In 2010, however, Young’s eldest daughter, Hilary Young Brodey, and her husband Phil, along with their friends John and Diana Harrington, began to discuss the possibility of buying Capra back from Bason. “We talked about the major changes in publishing and the emergence of e-books, and the disappearance of independent bookstores,” said Brodey from her home in San Francisco. “We talked about my father’s vision with Capra Press, which was to keep the human touch as much as possible in the environment of mechanization and to retain the mantra of a small independent trade publisher.” In March 2011 the Brodeys and their friends acquired the Capra name, logo and “goodwill” from Bason and released their first title, I Never Expected This Good Life, poems and stories by Jennifer Futernick, in December, which will soon go into a second printing.
“Dad was a fine arts printer by day and pursued his dream of being a published author at night and on the weekends,” Brodey recalled. “Every property we lived on had a writer’s cabin close to the house where my father would work on his short stories and poetry. Henry Miller came to stay with us on the weekends, and as kids we were surrounded by different literary salons and groups of poets and writers in the house.”
In 1969 Young looked into his large box of rejection slips and decided to become a publisher. He sold his first few books by himself, going from bookstore to bookstore peddling them, but eventually Capra was distributed by Consortium. “Like my father in 1969 we have an unorthodox business model for this first edition of our first title,” Brodey said. “We are self-distributing I Never Expected This Good Life and pretty much going door-to-door selling to independent bookstores only. We now have it in 25 bookstores and continue marketing with author events. It was important with this first book to mirror what Capra did when it started, and take all the baby steps my father took. This has proven to be an invaluable crash course in small press publishing.” With the second printing of Futernick’s book, Capra will sign with Small Press Distributors in the Bay Area for national sales on all forthcoming titles.
Melissa Mytinger, event manager at San Francisco’s Booksmith, producer at Berkeley Arts & Letters, and a former Santa Barbara bookseller and publisher, remembers Young with fondness. “Noel conceived of, and took on, books that not only intrigued and begged for reading but books that were exceptionally well-designed and produced.”
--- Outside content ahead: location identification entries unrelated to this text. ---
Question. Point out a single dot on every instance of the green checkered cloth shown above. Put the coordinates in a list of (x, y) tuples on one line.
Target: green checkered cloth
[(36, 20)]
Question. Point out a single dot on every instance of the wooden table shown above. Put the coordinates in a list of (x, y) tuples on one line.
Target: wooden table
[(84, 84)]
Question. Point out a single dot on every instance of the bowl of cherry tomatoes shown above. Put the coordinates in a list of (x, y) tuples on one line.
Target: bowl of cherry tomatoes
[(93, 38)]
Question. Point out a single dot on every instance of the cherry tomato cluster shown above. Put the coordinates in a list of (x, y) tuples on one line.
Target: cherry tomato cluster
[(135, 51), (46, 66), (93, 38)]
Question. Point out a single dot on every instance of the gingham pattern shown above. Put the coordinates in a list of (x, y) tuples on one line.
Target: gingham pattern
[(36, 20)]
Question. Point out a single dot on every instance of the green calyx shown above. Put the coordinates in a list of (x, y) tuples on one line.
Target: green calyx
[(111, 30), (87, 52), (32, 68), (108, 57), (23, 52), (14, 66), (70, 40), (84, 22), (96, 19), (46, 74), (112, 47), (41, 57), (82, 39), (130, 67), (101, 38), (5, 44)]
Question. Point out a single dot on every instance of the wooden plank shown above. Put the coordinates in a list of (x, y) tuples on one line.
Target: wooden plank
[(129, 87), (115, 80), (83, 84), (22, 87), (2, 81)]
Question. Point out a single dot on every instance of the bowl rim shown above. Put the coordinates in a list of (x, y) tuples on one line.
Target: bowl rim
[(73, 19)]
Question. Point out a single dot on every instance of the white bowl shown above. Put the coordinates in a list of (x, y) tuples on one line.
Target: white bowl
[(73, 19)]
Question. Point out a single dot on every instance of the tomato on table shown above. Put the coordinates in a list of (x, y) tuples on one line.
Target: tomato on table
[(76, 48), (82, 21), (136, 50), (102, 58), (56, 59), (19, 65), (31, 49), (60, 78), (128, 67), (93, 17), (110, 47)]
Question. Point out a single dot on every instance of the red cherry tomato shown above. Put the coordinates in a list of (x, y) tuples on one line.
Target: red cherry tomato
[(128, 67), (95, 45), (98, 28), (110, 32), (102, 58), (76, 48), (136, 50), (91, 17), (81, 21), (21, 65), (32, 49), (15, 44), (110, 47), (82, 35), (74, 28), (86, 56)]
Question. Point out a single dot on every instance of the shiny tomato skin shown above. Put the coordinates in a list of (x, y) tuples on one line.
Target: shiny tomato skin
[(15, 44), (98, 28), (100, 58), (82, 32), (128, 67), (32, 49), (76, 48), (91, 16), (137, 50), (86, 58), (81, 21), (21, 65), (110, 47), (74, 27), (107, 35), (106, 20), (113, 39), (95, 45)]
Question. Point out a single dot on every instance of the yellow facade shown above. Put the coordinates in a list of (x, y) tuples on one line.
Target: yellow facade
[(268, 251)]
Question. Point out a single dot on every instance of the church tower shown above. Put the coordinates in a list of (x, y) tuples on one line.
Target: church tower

With the re-launch of Capra Press, Brodey, who has no plans to publish digitally, is paying homage to her father and the world of “real books, artfully crafted books that one wants to hold and savor.” With the belief that there is still a market for such books and a place for independent bookstores that serve the communities they’re in, Capra will publish four or five books a year and honor the eclectic literary taste of its founder.